米規制当局は、時価総額で第2位の仮想通貨イーサリアム(ETH)について、証券に分類すべきかどうかを厳しく精査している。ウォールストリート・ジャーナルが1日に伝えた。

 情報筋によると、イーサリアムは規制上「グレーゾーン」にあると規制当局が結論付けたという。おもに問題とされているのは、イーサリアムが14年7月に最初に配布された際の方法だ。イーサリアム財団は、当時まだ珍しかったイニシャル・コイン・オファリング(ICO)を実施し、3万1000BTC(当時の価値で約20億円)を超える資金を調達した。

 この資金はイーサリアムのプラットフォームの開発に使用されたことから、規制当局は、イーサリアムの販売は、証券の販売の可能性があると見ている。多くの投資家が、コインの価値がいずれは上昇すると見込んで購入したであろうことを考慮すれば、なおさら証券の販売だった可能性が高いと認識している。

 イーサリアムがもし証券と見なされれば、米連邦法のもとでは、14年に米国の投資家に販売する前に、米証券取引委員会(SEC)に証券として登録する義務があった。同紙によると、規制当局は、イーサリアム財団がコインの価値に影響を及ぼし続けているかどうかについても検証しているという。

 かつて政府の規制当局にいたゲーリー・ゲンスラー氏は、イーサリアムには「法的前例がない」と同紙に語っている。ゲンスラー氏は先週行ったスピーチで、イーサリアムをSECに未登録の不適格証券と見なす十分な根拠があると述べた。

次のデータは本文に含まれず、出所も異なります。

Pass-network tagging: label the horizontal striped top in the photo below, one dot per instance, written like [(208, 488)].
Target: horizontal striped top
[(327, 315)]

しかし、同氏は、イーサリアムは現在マイニングされていることから、証券に分類されずに済む可能性もあると述べている

 イーサリアム財団は先週、ゲンスラー氏の主張に対し、同財団はイーサリアムの需要も供給もコントロールしておらず、保有量は全流通量の1パーセントにも満たないと反論した

 ウォールストリート・ジャーナルによると、SECと米商品先物取引委員会(CFTC)の幹部ら規制当局者は、今月7日にこの件を協議する予定という。